A long time ago, during the initial apocalypse of Trump, I thought that all Christians would look at the choice that God, by the sure providence of his will had narrowed down—pick one, you can have Donald of Hillary—and would realize that they all needed to corporately repent in dust and ashes. But instead, in that primordial way, they all blamed each other. It was because some other people were bad that I am facing this impossible decision, said so many people. Of course, I know that I am a sinner, but I know that other people are sinning more. If they hadn’t done so many wrong things, Pilate wouldn’t have been elected and then wouldn’t have mixed all this blood with the sacrifice.*
Likewise, covid could, and, I think we can say from this text, should have been like the tower of Siloam for this generation.

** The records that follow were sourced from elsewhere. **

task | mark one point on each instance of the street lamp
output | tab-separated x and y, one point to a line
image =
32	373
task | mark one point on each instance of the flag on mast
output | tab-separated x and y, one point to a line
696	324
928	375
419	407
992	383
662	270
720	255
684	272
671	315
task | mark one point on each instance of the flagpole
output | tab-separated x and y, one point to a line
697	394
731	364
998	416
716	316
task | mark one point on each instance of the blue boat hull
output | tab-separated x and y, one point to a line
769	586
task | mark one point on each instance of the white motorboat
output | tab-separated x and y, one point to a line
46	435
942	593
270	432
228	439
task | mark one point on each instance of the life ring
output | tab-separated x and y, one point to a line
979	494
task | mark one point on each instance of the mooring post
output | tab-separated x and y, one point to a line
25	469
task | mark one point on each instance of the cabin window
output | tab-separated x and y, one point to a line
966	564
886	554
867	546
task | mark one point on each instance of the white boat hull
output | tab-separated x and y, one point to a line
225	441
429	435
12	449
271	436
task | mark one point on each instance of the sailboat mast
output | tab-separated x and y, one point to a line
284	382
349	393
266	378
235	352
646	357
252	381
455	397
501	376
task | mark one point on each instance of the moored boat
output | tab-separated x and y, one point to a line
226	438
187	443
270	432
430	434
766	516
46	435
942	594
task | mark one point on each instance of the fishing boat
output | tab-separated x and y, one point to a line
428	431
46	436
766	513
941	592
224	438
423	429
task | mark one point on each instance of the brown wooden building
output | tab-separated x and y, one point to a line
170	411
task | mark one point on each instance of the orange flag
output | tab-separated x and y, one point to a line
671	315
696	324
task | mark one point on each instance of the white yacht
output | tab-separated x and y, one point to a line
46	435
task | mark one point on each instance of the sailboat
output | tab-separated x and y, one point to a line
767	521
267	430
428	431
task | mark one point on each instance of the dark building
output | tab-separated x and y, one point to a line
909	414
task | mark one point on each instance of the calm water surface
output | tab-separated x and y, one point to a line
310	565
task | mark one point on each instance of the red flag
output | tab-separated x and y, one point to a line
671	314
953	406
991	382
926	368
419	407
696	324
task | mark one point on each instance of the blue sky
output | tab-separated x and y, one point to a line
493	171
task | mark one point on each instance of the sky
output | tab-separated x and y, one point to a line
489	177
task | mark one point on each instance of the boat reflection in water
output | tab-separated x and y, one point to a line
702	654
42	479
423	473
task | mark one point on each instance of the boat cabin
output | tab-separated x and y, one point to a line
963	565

It doesn’t matter how it came about. The tower probably fell because it was constructed badly. Someone probably cut corners. Some inspector didn’t do his job. Blame could be apportioned all around. But it doesn’t matter. All the people died because that’s what people do. We die because we have corporately drunk out of the fountain of death. We die because we are sinners. The first sign of our death is that we are so eager to blame God and then turn around and blame everyone else. We sin, and then decide that it is God’s fault, and also the other people whom he has made.
Whereas, by these few pithy verses, Jesus is making it plain that that is not how any of this works. It is possible both to say that we cause bad things, that we die for all kinds of heartbreaking reasons, and that when any bad thing happens, every person needs to repent.
Which is not to say that we shouldn’t investigate the origins of covid. And the Russian war against Ukraine. And all the very bad things that happen every moment of every day. But that should be the second breath. The first breath should be of repentance.
And how do you do that? You cry out for help. You lay out all your trouble and sin before the God of Abraham, Isaac, and Jacob. You beg him to hear your cries, your troubles, your ruin, your misery. You stop making excuses. You admit to being at least part of the problem. And then, when he comes and lifts up your head, you accept that he is God and that he has the power, by his own sacrificial blood, to forgive you. Over and over again, as it turns out, because many bad things continue to happen.
When a tower falls, when an illness takes over the world, when war breaks out, when a destructive wave crashes, when your neighbor is diagnosed with cancer, when you pass by a car crash, as you rise up and lie down at night ask God to forgive you of your sins. Repent. Because you are going down to the grave, either slowly or in one sudden, unexpected leap. You are dust. Therefore repent. It is Lent after all, so it is as good a time as any.
*I am by no means suggesting that Trump is Pilate, any more than he is Syrus. This post is not about Trump, but about what people were thinking and saying all the way back in 2016.